Auteur(s): Tobia Schnebli
Date: 11/03/2005
Ce matin le GSsA a déposé un recours au Tribunal administratif contre la décision du Département de justice, police et sécurité (DJPS) de ne pas autoriser un rassemblement pacifique devant la mission des Etats-Unis d’Amérique le 18 mars prochain. Avec d’autres organisations réunies dans la Coalition genevoise contre la Guerre, nous prévoyons d’effectuer des actions publiques le 18 mars à Genève à l’occasion du deuxième anniversaire du début de la Guerre en Irak (v. le tract d'appel téléchargeable depuis: http://www.gssa.ch/antiguerre/manif050318-print.pdf ) Le refus du DJPS d’accorder l’autorisation pour un rassemblement pacifique de quelques dizaines de personnes en ce lieu, constitue une limitation inacceptable des droits et des libertés démocratiques et s’inscrit dans un contexte de politiques sécuritaires qui portent gravement atteinte à ces droits et libertés. Le DJPS fonde son refus «en application de l’article 22, alinéa 2 de la Convention de Vienne sur les relations diplomatiques, du 18 avril 1961». Cet article stipule que «L'Etat accréditaire a l'obligation spéciale de prendre toutes les mesures appropriées afin d'empêcher que les locaux de la mission ne soient envahis ou endommagés, la paix de la mission troublée ou sa dignité amoindrie.» La liberté d'expression et la liberté d'opinion se mesurent à la garantie de ces libertés pour ceux et celles qui ont une opinion différente.
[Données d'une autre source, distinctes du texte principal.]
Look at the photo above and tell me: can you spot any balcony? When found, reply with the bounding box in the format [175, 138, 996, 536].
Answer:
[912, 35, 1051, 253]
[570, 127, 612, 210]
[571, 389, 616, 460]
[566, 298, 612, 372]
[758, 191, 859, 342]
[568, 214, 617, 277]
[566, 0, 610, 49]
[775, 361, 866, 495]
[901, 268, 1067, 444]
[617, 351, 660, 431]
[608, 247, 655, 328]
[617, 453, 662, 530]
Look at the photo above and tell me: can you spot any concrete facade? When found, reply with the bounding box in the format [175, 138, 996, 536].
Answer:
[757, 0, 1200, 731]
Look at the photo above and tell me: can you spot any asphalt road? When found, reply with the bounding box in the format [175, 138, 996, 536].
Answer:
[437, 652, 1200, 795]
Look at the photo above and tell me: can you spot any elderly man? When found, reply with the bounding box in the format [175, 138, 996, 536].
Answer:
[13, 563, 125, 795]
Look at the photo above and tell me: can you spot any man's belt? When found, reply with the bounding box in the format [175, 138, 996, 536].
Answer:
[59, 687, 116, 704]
Le respect par la Suisse, Etat accréditaire, de ses propres libertés fondamentales, ne peut certainement pas "amoindrir la dignité" ou "troubler la paix" d'une mission diplomatique qui y est accréditée, que l'Etat qu'elle représente partage ou non ces mêmes principes de liberté. De même, en raison de la forme de manifestation prévue, de la pratique passée et présente des manifestations de notre mouvement, on peut écarter tout risque «d’invasion ou d’endommagement des locaux de la mission», sans parler de l’imposant dispositif de sécurité déjà en place devant l’entée de cette mission.